Fear
Hazel's thinking about fear. Someone asked her today what she was
afraid of, and she couldn't think of anything to say. But she's worked
it out.
Hazel Harman is scared of silence.
Take right now, for example. Noone's talking, but there's still sound.
The filter on the fishtank that Abigail should be cleaning, Richard
eating crisps, her parent's are reading books and the noise of page
turning is louder than you'd think.
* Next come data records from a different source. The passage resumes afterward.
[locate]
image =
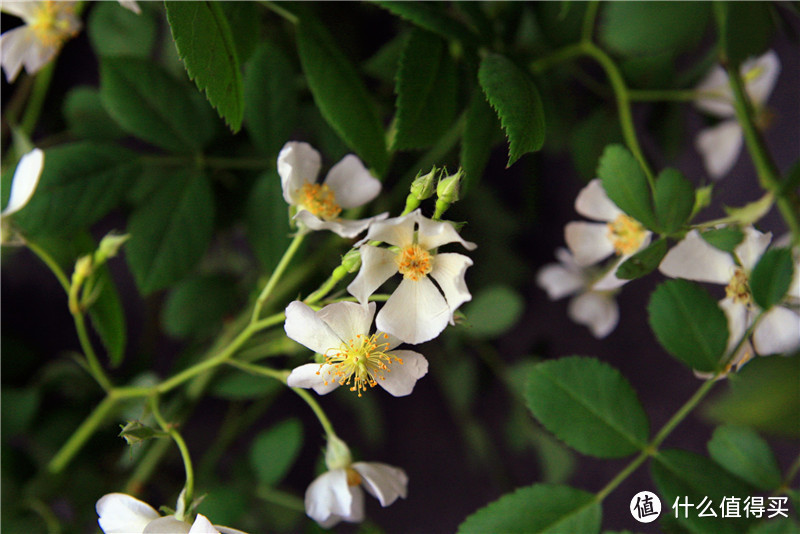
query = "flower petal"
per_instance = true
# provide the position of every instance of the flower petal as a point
(119, 513)
(384, 482)
(298, 164)
(400, 378)
(416, 312)
(304, 326)
(352, 183)
(377, 266)
(694, 259)
(588, 242)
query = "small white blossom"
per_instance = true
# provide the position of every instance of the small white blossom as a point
(417, 311)
(347, 185)
(353, 356)
(721, 144)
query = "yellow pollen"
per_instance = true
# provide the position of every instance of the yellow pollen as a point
(359, 363)
(414, 262)
(320, 200)
(626, 234)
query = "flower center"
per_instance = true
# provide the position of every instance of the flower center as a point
(626, 234)
(360, 362)
(320, 200)
(738, 288)
(414, 262)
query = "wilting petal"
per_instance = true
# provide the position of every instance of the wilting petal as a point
(694, 259)
(416, 312)
(400, 378)
(384, 482)
(119, 513)
(352, 183)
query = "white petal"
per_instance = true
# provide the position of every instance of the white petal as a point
(433, 234)
(597, 311)
(400, 378)
(777, 332)
(416, 312)
(694, 259)
(593, 202)
(377, 266)
(26, 178)
(348, 319)
(720, 146)
(298, 164)
(588, 242)
(304, 326)
(352, 183)
(314, 376)
(384, 482)
(119, 513)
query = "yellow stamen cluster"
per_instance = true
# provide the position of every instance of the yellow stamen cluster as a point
(626, 234)
(414, 262)
(359, 363)
(320, 200)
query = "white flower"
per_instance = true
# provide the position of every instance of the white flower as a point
(347, 185)
(695, 259)
(594, 309)
(417, 311)
(720, 145)
(119, 513)
(617, 233)
(340, 332)
(47, 25)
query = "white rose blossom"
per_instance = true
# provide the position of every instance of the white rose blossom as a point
(777, 331)
(119, 513)
(347, 185)
(594, 309)
(720, 145)
(353, 356)
(417, 311)
(47, 25)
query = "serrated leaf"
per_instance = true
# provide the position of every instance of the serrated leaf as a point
(171, 230)
(689, 324)
(538, 509)
(516, 100)
(589, 405)
(275, 450)
(626, 184)
(205, 43)
(743, 453)
(148, 103)
(771, 277)
(340, 94)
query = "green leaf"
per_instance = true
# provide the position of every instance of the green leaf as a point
(742, 452)
(171, 231)
(205, 43)
(771, 277)
(426, 91)
(689, 324)
(121, 32)
(340, 94)
(641, 28)
(81, 182)
(516, 100)
(542, 508)
(589, 405)
(725, 239)
(270, 112)
(626, 184)
(150, 104)
(275, 450)
(673, 199)
(643, 262)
And in the garden - birds, and
Abigail playing something involving running around like a lunatic with
some of her friends.
Living in a house with two parents and four siblings makes silence very
unlikely. It just doesn't happen - and so the unfamiliar heavy
oppressive lack of sound that is silence almost chokes her, until she
thinks she'll go mad.
On the very rare occasions that she is the only one in the house, she does anything possible to create sound.
Think about it.
Every time you're at home on your own when someone else walks in,
what's the first thing they ask you, Hazel? They ask you why you have
the radio and the television on, even though you obviously aren't
hearing either of them. And whenn you get up, if the house is deserted,
you put the kettle on.
What noise does that make, Hazel?
Remember your end-of-year exams, do you? "Silence" - breathing,
coughing, pens scratching, people searching their pencil cases - when
there's thirty of you to a room, it all adds up. Quite a stupid thing
to fear. Damn it, she thinks, and turns on the radio.